Sunday, July 09, 2023

Reinventing Italy

The Italy that Americans forget

Lately I’ve taken to reading excerpts from people’s trips to Italy. Wine country, the cities, the fashionable resorts, the restaurants, the countryside. And one thing has stood out from some of those missives. It is the unique position we all have, the singular perspective of Italy from our own point of view, and how it affects how we see and interpret Italy to others. This is no simple thing, for there are as many Italy’s as there are people experiencing it. But what makes some of those dispatches noteworthy are the way they not only envelop the teller of tales and their particular cosmogony, but how it brings others into their whirlpool in a way in which the Italy they have created is fully believable and not just a hopeful fabrication that they’ve hoisted once again upon the rest of us.

In other words, that they have given to us an Italy we can share in and not just revel at their prowess in getting there and throwing everything into the kitchen sink of detail in order to regale and influence us, to magnify their place in the pantheon of Italianita, and make it seem they are more important than the story they are trying to tell. This is no easy thing, for it requires self-confidence, for sure. But it also requires stopping the world and letting their intimacy with place take over and be the over-riding influence over one’s perceptions. So much for being invisible, to an extent, yes, but also being open to the cuckoo call in the glen, the gurgle of the stream below the window of one’s hotel, the absolute quiet of the moment, which is always there behind the incessant rattling of the monkey-brain.


From Randazzo to Cartizze, it’s so easy to project one’s own experiences (and cultural leanings) onto the landscape, in an effort to explain to oneself (and anyone else listening) what it is one might be seeing and experiencing. But how much of that is carry-on baggage, brought on board to shore up one’s own prejudices? I say this not in an accusatory manner, but as a way to ask the reader (and those on their own journeys of self-exploration) to really peer deep into the essence of experience. Is it reflection? Or is it immersion?

Too often, we are reflecting the landscapes and our own cultural predispositions rather than going through an acculturation from the place we are set into. Some might say, “Why not lay over our own unique set of experiences and folkways? After all, many people have been made to see it only one way, and often it is that from the perspective of a white-western male!” To that, I’d concur, without a doubt. I also see that what it is many of us are objecting to, those viewpoints, to the point of causing a mini-cultural revolution to change those worn-out practices, can run the risk of eventually supplanting one set of biases with another one. What I am saying, is that we still need to delve deeper past ourselves and search for the essence of the place, as it is, before man or woman or animal or culture or politics or money or influence. Think geologic time, not just the moment. Tapping into that energy, one might reinvent a whole other Italy, world even! That would be revolutionary - the Italy that Americans forget!


Actually, it would be less like reinventing (or remembering) Italy and closer to discovering it. Imagine what that world might be like? Not white, not Black, not natural, not coerced. Not anything, but anything. Or everything. Or some other thing. Just not what one might think it is.

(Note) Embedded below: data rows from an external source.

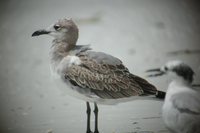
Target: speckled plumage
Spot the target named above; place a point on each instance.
(107, 77)
(96, 76)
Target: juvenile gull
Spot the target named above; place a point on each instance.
(92, 76)
(181, 109)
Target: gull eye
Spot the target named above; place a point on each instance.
(57, 27)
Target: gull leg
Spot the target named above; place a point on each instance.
(96, 118)
(88, 117)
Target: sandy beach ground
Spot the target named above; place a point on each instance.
(142, 33)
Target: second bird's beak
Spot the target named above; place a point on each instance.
(40, 32)
(158, 72)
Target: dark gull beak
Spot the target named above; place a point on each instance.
(158, 72)
(40, 32)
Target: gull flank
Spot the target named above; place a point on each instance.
(89, 75)
(181, 109)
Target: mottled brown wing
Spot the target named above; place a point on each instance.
(104, 75)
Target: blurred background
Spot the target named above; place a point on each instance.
(142, 33)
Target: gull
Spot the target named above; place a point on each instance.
(92, 76)
(181, 108)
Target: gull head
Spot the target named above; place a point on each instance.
(63, 30)
(178, 67)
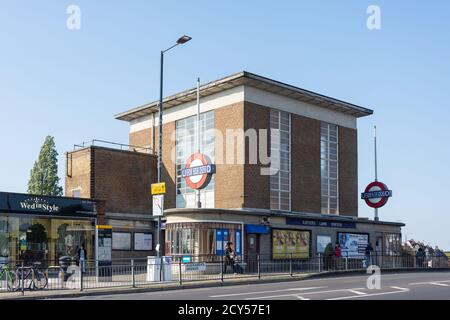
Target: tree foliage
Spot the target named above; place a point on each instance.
(44, 178)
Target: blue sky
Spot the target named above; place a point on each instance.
(69, 84)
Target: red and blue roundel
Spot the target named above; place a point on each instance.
(198, 171)
(376, 194)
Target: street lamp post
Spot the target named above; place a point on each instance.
(182, 40)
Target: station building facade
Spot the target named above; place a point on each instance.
(311, 199)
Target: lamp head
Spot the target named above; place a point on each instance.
(183, 39)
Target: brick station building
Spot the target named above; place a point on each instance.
(312, 199)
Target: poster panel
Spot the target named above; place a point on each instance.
(287, 242)
(121, 241)
(322, 242)
(353, 245)
(143, 241)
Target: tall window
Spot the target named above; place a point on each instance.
(329, 168)
(280, 183)
(185, 147)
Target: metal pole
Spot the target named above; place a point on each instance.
(81, 277)
(158, 229)
(133, 280)
(199, 203)
(290, 266)
(181, 275)
(222, 266)
(23, 289)
(376, 164)
(259, 265)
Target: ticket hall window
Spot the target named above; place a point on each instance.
(185, 147)
(329, 168)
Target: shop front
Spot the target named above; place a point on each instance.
(275, 236)
(45, 229)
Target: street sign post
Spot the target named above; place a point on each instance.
(158, 188)
(158, 205)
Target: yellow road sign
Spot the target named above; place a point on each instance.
(159, 188)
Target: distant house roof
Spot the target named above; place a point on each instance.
(253, 80)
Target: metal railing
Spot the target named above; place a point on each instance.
(17, 277)
(121, 146)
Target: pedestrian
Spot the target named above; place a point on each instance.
(229, 257)
(338, 255)
(368, 251)
(82, 255)
(328, 256)
(420, 255)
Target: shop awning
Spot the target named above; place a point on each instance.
(257, 228)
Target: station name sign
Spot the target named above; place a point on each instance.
(376, 194)
(320, 223)
(206, 169)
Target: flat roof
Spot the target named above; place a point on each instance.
(253, 80)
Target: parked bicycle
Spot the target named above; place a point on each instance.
(8, 275)
(32, 278)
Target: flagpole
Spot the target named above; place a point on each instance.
(199, 203)
(376, 164)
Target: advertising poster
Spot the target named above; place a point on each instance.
(143, 241)
(121, 241)
(322, 242)
(353, 245)
(286, 242)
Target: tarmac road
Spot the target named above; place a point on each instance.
(394, 286)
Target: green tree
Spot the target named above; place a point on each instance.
(44, 175)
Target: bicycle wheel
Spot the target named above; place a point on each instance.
(13, 281)
(40, 280)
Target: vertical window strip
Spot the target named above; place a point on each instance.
(329, 169)
(280, 183)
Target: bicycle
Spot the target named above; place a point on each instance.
(9, 276)
(37, 279)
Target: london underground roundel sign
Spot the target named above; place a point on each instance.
(198, 171)
(376, 194)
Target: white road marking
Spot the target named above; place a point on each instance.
(302, 298)
(438, 283)
(400, 290)
(356, 292)
(303, 294)
(259, 292)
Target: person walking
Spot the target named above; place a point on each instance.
(328, 256)
(82, 255)
(338, 255)
(420, 255)
(368, 251)
(229, 257)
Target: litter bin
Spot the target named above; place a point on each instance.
(154, 272)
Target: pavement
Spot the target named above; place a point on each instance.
(394, 286)
(325, 286)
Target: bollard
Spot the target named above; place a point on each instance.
(181, 275)
(133, 280)
(81, 277)
(319, 262)
(258, 259)
(23, 289)
(290, 266)
(222, 270)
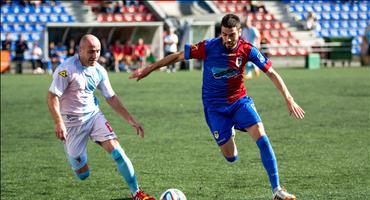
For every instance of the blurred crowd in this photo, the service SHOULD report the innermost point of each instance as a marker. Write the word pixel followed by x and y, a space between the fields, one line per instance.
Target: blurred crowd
pixel 118 56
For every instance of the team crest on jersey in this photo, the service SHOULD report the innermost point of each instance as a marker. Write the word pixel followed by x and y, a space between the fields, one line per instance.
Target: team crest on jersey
pixel 261 58
pixel 63 73
pixel 239 61
pixel 216 134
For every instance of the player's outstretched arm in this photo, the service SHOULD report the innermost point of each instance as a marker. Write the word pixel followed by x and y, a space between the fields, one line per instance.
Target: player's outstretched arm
pixel 168 60
pixel 54 108
pixel 293 108
pixel 116 104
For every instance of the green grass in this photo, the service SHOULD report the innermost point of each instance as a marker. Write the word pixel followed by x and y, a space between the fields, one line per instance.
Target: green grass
pixel 324 156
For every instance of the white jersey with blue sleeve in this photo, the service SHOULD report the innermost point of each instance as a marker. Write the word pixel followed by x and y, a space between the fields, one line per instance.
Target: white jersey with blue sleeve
pixel 75 84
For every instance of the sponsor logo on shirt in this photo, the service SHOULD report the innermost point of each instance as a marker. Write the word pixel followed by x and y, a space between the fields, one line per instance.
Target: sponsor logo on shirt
pixel 219 73
pixel 239 61
pixel 63 73
pixel 261 58
pixel 216 134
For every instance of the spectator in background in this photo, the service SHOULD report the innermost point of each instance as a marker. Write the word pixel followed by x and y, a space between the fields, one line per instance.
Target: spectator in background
pixel 251 35
pixel 311 21
pixel 258 6
pixel 170 46
pixel 117 51
pixel 141 51
pixel 128 54
pixel 365 47
pixel 36 56
pixel 20 48
pixel 61 50
pixel 118 5
pixel 105 58
pixel 7 43
pixel 72 49
pixel 106 7
pixel 53 56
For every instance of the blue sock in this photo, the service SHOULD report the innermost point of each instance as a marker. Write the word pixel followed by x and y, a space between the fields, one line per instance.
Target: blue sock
pixel 125 168
pixel 269 160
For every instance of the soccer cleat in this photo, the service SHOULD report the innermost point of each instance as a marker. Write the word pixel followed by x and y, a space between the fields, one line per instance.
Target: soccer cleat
pixel 140 195
pixel 282 195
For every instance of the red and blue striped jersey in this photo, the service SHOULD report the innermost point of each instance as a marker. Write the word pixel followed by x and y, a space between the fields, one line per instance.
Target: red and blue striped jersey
pixel 223 69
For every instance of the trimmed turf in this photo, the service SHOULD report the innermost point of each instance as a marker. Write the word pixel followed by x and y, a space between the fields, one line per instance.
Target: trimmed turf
pixel 324 156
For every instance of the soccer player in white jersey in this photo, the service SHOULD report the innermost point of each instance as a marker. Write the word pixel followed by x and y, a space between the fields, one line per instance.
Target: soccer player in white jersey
pixel 77 116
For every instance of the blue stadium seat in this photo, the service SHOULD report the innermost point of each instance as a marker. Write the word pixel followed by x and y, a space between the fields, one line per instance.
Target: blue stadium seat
pixel 19 28
pixel 325 24
pixel 335 16
pixel 7 27
pixel 334 24
pixel 343 33
pixel 353 24
pixel 54 18
pixel 353 32
pixel 362 23
pixel 18 9
pixel 353 15
pixel 6 9
pixel 44 18
pixel 33 18
pixel 29 27
pixel 344 24
pixel 36 36
pixel 23 18
pixel 326 7
pixel 317 8
pixel 12 18
pixel 29 9
pixel 344 15
pixel 333 33
pixel 326 15
pixel 45 9
pixel 58 10
pixel 39 27
pixel 345 7
pixel 4 19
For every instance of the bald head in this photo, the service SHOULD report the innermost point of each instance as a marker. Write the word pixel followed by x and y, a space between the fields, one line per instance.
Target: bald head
pixel 89 50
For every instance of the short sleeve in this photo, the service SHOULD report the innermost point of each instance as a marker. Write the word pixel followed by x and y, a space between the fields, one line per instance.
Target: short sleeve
pixel 60 81
pixel 104 86
pixel 259 59
pixel 197 51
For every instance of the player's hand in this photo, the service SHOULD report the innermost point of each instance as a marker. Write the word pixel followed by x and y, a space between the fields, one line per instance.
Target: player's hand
pixel 295 109
pixel 140 73
pixel 138 127
pixel 60 131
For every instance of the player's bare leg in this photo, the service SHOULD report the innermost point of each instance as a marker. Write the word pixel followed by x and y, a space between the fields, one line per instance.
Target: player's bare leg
pixel 125 168
pixel 229 150
pixel 268 158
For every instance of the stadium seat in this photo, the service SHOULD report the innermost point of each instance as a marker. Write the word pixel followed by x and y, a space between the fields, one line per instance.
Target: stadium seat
pixel 344 15
pixel 19 28
pixel 118 17
pixel 33 18
pixel 45 9
pixel 23 18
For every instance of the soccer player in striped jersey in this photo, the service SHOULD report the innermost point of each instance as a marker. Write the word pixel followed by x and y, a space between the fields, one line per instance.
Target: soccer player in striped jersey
pixel 226 105
pixel 77 116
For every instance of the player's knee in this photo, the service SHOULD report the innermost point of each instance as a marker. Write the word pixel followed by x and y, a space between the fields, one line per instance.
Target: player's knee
pixel 232 158
pixel 83 175
pixel 117 155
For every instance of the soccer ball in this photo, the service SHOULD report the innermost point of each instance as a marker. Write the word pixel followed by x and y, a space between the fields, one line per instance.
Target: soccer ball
pixel 172 194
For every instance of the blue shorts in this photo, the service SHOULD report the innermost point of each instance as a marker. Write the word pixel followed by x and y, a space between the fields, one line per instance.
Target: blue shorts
pixel 239 115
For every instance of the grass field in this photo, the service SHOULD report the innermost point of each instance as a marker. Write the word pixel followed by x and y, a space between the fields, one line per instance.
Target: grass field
pixel 324 156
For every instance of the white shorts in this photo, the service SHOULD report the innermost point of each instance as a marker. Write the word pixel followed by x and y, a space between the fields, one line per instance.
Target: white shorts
pixel 97 128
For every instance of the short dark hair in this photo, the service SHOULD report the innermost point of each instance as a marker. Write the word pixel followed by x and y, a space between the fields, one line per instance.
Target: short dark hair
pixel 230 21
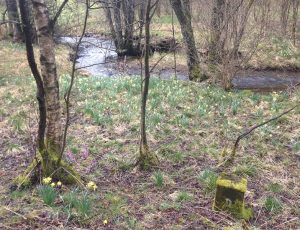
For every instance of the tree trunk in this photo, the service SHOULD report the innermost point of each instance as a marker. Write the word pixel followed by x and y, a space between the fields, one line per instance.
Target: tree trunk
pixel 128 11
pixel 46 162
pixel 14 27
pixel 49 74
pixel 146 158
pixel 120 16
pixel 295 20
pixel 182 11
pixel 24 12
pixel 284 16
pixel 215 46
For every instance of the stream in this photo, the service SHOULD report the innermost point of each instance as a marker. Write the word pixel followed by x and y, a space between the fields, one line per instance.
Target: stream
pixel 97 57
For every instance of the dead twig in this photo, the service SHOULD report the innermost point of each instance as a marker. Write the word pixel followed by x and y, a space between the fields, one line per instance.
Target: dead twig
pixel 250 130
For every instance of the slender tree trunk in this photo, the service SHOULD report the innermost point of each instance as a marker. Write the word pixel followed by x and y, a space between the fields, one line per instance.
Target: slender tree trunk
pixel 49 74
pixel 14 28
pixel 128 10
pixel 118 27
pixel 182 11
pixel 284 16
pixel 217 18
pixel 46 162
pixel 142 10
pixel 38 79
pixel 146 158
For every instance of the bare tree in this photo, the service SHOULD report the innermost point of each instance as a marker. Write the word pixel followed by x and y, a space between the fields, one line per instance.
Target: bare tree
pixel 146 157
pixel 284 15
pixel 14 26
pixel 120 16
pixel 295 6
pixel 217 20
pixel 50 124
pixel 183 13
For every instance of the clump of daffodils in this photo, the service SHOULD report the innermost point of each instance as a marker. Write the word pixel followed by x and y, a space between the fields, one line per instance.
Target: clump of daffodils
pixel 48 181
pixel 92 186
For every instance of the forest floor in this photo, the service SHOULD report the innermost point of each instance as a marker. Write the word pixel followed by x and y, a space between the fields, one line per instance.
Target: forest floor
pixel 189 127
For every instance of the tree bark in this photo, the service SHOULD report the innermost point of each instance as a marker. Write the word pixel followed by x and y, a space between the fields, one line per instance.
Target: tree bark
pixel 182 11
pixel 284 16
pixel 217 18
pixel 14 27
pixel 146 158
pixel 47 161
pixel 36 74
pixel 120 16
pixel 128 11
pixel 49 74
pixel 295 20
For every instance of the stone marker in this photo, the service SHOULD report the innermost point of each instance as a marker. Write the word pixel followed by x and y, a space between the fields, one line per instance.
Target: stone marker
pixel 230 196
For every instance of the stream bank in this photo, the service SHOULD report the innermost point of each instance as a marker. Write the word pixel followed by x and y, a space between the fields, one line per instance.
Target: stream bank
pixel 97 57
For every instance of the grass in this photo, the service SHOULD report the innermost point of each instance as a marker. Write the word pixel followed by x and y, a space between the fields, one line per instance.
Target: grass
pixel 188 124
pixel 48 194
pixel 273 205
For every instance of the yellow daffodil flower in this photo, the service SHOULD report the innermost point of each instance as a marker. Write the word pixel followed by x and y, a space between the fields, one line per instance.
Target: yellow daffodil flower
pixel 47 180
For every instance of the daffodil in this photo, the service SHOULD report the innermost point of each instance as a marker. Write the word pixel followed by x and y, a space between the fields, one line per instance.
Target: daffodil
pixel 92 186
pixel 47 180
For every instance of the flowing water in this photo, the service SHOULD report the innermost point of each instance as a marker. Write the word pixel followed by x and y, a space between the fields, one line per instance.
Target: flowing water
pixel 97 57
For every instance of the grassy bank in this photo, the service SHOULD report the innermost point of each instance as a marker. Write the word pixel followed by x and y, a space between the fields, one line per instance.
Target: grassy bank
pixel 189 126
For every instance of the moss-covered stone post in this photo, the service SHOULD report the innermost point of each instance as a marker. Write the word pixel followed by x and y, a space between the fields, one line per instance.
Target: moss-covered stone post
pixel 230 196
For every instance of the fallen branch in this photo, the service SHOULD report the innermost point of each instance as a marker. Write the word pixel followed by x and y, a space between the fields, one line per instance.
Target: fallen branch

This, to me, is the promise of Italy, or anywhere for that matter. But in this case, Italy, it can be so much more than what our own little world-view will make of it.

I cannot tell you how many times I’ve been doing an Italian wine event and people will come up to me, wanting to talk about their trip to Italy. Or asking where they should go, what they should see. I listen to their stories about their trip to the Amalfi Coast, or Tuscany, or Venice, or Rome. And then when they ask me for recommendations, I usually have one or two. But even when I get recommendations from friends, sometimes events outside of our control dictate where we will eat, not our friends. As much as I would have liked to eat at trattoria X or visit church Z, sometimes its just not in the cards. But what does show up is often as good. I mean, the recollections I have seem to be alright.


But I think what I am getting at is (for anyone who cares to take this advice) to not let your personal slant skew too much in favor of your cultural predisposition. For instance, if I go to Alaska and view it through the lens of an Italophile, something will be lost from that perspective, rather than keeping an open mind (and heart) to whatever will cross my path. I don’t know the indigenous culture of the Aleuts or the Inupiats, for instance, and it would be a mistake to assume I would. Likewise, the original cultures of say, for instance, the Colli Euganei, is probably something not a lot of people are familiar with, let alone consciously aware of. But they were there before us, and for a very long time they rose with the sun in those hills, and made a life. A life having little or nothing to do with nearby Verona or Venice or Padova or Valdobbiadene, perhaps? Yet, we rush to make comparisons and similarities and homogenizations over a long-gone people.

I reckon what I am saying is this: No matter how popular it is to be politically correct these days with regards to matters of race and culture, none of us can 100% crawl out of our societal skin and see what is in front of us with an absolute indifferent ethnological clarity. And while all of our opinions matter, the essence of place still commands the default position.

Arriving at a place where one can understand that is a lifelong exploration.